Tuesday, December 21, 2010

How does Browning catch the essence of an age through the words of a single character in "My Last Duchess?"

Within the 56 lines of his dramatic monologue, Browning exposes not only Duke Ferrara but also the age in which he lived. That age was a time when a large number of landed aristocrats ruled over their own small city-states in Renaissance Italy. The control these men asserted over their society is captured in the poem as Duke Ferrara displays the "power, art, sophistication, [and] pitiless tyranny" (Allingham) typical of the time. 


Ferrara shows his power, and therefore the power that such aristocrats wielded in his age, by referencing his hiring of the artists Fra Pandolf and Claus of Innsbruck to do his bidding. He also runs an estate which employs people, such as the "officious fool" who broke off a cherry bough for the Duchess, raising the Duke's ire. Keeping the Duchess' painting behind a curtain and only drawing it back personally is a metaphor for the power Ferrara exercises over the minutest details, and he also demonstrates his controlling nature by the way he treats the Count's envoy, saying, "Nay--we'll go together down, sir" when the envoy tries to leave before he receives permission. Here Ferrara pulls rank on the ambassador but also on the Count, who was of a lower level of aristocracy than a duke. Obviously the greatest example of the Duke's power is that he has been able to do away with his "last Duchess" without suffering any consequences.


The art that played such an important role in Renaissance culture is amply represented in the poem by the extended reference to Fra Pandolf's act of painting the portrait and by the Duke's deliberate pointing out of the sculpture he commissioned. The bronze statue of "Neptune taming a seahorse" is symbolic of the Duke's ability to dominate not only the artist, but also his wife and anyone else because of his own status that is god-like in his society.


Ferrara shows the sophistication of his age by giving the tour of his personal gallery and also by his elevated diction.

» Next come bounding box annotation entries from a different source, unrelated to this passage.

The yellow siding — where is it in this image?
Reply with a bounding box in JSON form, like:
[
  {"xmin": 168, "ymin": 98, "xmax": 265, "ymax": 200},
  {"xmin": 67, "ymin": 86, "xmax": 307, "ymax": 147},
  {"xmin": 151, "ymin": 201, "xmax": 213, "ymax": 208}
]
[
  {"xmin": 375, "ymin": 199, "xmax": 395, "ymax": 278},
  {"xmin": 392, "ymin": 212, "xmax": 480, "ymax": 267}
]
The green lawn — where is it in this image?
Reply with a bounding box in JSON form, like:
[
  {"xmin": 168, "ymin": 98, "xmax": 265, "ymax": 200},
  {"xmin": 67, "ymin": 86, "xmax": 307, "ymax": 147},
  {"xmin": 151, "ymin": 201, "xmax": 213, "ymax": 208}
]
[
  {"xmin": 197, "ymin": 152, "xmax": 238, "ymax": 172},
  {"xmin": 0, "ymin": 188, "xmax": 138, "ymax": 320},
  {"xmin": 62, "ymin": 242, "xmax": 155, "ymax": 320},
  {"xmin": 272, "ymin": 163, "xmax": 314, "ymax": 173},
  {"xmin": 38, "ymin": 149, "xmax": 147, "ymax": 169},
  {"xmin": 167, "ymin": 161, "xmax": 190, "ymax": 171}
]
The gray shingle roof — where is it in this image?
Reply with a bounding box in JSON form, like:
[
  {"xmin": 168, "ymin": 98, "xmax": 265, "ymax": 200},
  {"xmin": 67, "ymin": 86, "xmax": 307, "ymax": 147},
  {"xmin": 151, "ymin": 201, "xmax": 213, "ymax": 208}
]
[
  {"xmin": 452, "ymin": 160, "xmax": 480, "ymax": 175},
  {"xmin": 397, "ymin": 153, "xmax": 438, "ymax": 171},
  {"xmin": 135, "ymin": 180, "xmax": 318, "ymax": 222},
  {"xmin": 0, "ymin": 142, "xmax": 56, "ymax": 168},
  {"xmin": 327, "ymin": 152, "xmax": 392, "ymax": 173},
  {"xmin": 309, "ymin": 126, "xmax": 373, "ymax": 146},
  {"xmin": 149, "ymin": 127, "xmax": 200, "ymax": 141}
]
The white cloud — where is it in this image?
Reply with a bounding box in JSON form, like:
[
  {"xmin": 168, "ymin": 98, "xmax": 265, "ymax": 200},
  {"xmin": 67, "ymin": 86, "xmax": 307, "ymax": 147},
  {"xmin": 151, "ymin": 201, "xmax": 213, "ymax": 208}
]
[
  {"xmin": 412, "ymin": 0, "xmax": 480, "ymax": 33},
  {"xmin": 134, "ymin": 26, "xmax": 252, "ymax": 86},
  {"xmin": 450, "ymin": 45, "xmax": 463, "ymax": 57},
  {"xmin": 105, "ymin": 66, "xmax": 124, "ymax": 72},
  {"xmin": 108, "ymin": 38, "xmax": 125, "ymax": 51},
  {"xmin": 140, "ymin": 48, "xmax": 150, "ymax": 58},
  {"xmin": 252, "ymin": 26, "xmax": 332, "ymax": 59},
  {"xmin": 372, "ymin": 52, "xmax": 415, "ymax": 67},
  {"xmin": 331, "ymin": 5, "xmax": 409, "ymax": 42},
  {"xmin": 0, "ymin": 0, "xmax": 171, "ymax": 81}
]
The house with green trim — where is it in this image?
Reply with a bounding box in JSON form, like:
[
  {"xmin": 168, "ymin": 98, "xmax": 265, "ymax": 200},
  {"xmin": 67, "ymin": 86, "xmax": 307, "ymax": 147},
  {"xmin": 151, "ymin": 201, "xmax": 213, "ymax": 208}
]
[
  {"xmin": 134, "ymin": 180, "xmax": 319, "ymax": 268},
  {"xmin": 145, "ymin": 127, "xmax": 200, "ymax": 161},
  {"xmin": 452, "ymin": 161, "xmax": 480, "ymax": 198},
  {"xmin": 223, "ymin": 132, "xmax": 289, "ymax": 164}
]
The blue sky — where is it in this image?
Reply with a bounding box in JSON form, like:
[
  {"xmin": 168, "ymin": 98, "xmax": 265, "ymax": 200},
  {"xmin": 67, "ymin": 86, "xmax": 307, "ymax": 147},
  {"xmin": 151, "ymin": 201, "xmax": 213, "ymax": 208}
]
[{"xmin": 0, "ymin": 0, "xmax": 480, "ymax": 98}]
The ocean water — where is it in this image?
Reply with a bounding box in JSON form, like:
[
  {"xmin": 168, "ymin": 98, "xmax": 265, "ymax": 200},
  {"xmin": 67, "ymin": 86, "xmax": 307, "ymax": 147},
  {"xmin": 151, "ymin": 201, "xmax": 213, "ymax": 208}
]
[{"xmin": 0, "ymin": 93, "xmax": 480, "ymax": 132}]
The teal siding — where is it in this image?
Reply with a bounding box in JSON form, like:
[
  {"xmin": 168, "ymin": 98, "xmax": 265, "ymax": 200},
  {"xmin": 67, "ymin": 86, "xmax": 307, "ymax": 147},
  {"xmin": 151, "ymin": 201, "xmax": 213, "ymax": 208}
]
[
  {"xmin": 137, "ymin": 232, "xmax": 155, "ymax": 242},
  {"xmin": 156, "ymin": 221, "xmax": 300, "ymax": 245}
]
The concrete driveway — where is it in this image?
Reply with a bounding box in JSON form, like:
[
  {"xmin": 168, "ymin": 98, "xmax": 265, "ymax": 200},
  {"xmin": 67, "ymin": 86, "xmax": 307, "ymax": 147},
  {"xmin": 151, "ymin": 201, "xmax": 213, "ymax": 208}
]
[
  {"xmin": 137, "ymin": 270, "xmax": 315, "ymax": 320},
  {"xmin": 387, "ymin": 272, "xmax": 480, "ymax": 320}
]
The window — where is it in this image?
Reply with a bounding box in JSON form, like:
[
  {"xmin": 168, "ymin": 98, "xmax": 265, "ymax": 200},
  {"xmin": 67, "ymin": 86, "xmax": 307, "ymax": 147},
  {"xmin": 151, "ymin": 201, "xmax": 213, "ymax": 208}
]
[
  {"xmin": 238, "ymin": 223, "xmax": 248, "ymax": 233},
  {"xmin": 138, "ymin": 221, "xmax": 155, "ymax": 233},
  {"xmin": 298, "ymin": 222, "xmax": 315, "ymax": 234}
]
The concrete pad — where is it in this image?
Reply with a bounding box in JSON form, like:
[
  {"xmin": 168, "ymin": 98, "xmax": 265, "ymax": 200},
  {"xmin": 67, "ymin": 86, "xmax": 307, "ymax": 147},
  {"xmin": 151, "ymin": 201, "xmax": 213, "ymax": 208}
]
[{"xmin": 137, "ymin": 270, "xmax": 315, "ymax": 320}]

Although he ironically claims to not have "skill in speech," his discussion of the dowry with the envoy uses pretentious language: "The Count your master's known munificence is ample warrant that no just pretense of mine for dowry will be disallowed." 


Finally, the "pitiless tyranny" that aristocrats were able to exercise, and historically did exercise in the 16th century, is made clear by the Duke's assertion that "I gave commands; then all smiles stopped together." 


Browning brilliantly captures not only the mindset of an individual man in "My Last Duchess," but also that of the Renaissance age in which the poem is set.